Four batters earlier, Williams left an 85 mph pitch over the middle of the plate and Eckstein -- the 5-foot-7, 165-pound shortstop -- drove it over the left-field fence for a two-run homer. It was Eckstein's 24th career postseason game. He had three hits and a walk.

Williams made four postseason starts for St. Louis last year, including Game 1 of the World Series, when he allowed seven runs and eight hits over 2 1-3 innings for a no-decision in an 11-9 loss.

Williams was shaky from the start of San Diego's first home postseason game since 1998. Eckstein singled to shallow left-center on the second pitch and scored on Albert Pujols' double to right-center with one out.

The Cardinals batted around in the second. Morris was aboard for Eckstein's homer, then Williams loaded the bases by allowing a double to Jim Edmonds, intentionally walking Pujols and hitting Larry Walker with a pitch on the right knee. Sanders' double chased the 39-year-old right-hander.

Williams allowed five runs and six hits in 1 2-3 innings, struck out two and walked two.

Morris held San Diego to two runs and five hits in six innings, struck out four and walked three. He began the year 10-1 but ended the regular season with a career-high five-game losing streak, spanning seven starts.

St. Louis took a 7-0 lead on Yadier Molina's two-run single in the fifth. All-Star closer Trevor Hoffman made his first appearance of the series for the Padres in the ninth, but San Diego trailed by three runs.

The Padres finally broke through against Morris a half-inning later. Joe Randa hit a one-out double and scored on a single by pinch-hitter Eric Young.
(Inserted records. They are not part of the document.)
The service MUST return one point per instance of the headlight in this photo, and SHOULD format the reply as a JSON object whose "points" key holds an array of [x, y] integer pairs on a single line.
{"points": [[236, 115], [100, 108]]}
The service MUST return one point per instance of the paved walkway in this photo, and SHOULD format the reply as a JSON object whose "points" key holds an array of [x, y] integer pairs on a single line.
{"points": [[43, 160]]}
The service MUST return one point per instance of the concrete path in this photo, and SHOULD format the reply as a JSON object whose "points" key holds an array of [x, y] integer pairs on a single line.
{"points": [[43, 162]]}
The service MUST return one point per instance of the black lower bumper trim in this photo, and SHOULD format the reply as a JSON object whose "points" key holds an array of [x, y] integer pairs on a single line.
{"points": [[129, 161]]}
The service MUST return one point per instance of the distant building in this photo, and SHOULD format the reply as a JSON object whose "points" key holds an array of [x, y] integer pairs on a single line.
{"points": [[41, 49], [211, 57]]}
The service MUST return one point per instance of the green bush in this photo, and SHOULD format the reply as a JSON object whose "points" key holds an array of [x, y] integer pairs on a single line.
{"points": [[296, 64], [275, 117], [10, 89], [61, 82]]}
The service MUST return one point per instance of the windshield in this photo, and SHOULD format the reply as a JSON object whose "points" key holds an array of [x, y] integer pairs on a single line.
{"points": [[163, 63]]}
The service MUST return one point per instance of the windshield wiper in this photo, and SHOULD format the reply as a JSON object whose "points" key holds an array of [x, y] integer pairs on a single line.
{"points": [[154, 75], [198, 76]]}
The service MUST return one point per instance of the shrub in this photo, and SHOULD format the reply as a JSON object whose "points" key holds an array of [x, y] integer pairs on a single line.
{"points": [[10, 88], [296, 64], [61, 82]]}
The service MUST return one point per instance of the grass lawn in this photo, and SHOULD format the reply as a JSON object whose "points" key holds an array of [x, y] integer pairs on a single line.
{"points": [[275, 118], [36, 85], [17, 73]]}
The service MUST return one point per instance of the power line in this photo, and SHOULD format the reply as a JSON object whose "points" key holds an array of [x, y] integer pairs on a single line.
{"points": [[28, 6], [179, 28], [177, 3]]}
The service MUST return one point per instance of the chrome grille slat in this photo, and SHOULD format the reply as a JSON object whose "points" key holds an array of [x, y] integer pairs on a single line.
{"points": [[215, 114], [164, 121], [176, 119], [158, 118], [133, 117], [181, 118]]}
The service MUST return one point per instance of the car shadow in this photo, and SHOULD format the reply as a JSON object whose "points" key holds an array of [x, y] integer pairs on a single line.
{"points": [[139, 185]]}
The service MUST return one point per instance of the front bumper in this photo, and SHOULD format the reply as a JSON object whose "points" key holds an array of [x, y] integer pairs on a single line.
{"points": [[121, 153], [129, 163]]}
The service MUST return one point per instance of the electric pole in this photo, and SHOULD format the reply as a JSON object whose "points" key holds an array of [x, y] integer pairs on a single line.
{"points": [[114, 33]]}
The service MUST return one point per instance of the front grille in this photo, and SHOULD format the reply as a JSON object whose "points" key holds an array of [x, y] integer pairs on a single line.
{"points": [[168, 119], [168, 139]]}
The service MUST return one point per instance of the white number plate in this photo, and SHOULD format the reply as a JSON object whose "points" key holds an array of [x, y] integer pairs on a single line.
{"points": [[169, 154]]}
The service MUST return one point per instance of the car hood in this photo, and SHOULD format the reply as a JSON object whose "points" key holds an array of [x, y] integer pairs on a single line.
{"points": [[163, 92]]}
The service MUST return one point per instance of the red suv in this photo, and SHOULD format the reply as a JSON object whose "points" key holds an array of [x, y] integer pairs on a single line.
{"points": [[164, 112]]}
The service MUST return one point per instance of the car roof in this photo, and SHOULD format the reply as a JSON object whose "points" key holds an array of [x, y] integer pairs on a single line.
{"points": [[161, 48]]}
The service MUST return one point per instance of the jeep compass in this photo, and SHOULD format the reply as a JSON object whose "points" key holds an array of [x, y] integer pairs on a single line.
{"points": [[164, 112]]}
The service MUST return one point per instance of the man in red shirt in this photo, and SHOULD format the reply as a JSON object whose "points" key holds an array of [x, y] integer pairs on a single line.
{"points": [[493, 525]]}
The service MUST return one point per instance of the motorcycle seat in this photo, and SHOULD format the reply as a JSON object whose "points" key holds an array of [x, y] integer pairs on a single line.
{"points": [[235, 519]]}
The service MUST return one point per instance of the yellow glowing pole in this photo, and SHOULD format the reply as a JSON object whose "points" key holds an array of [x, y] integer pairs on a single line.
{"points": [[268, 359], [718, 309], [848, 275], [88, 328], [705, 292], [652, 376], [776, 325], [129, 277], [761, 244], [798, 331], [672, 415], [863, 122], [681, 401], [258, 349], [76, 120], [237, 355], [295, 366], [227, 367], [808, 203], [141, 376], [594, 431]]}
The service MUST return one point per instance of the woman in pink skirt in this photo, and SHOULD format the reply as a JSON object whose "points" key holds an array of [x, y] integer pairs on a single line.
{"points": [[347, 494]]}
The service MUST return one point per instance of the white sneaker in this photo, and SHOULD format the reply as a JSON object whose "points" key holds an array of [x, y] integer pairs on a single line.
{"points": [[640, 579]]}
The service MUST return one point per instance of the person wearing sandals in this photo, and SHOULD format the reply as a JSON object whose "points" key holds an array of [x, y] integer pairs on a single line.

Mark Loretta singled in Young.

Dave Roberts homered in the seventh off Brad Thompson, and Ramon Hernandez connected in the eighth against Julian Tavarez.

"It got scary when you have a good team like that and they have a momentum shift," Sanders said.

Notes: This was the first playoff game in Petco Park's two-year history, and the first postseason game in San Diego since Game 4 of the 1998 World Series, when the New York Yankees completed a sweep. ... San Diego has lost seven straight postseason games. ... The Padres also were swept by the Cardinals in the 1996 division series.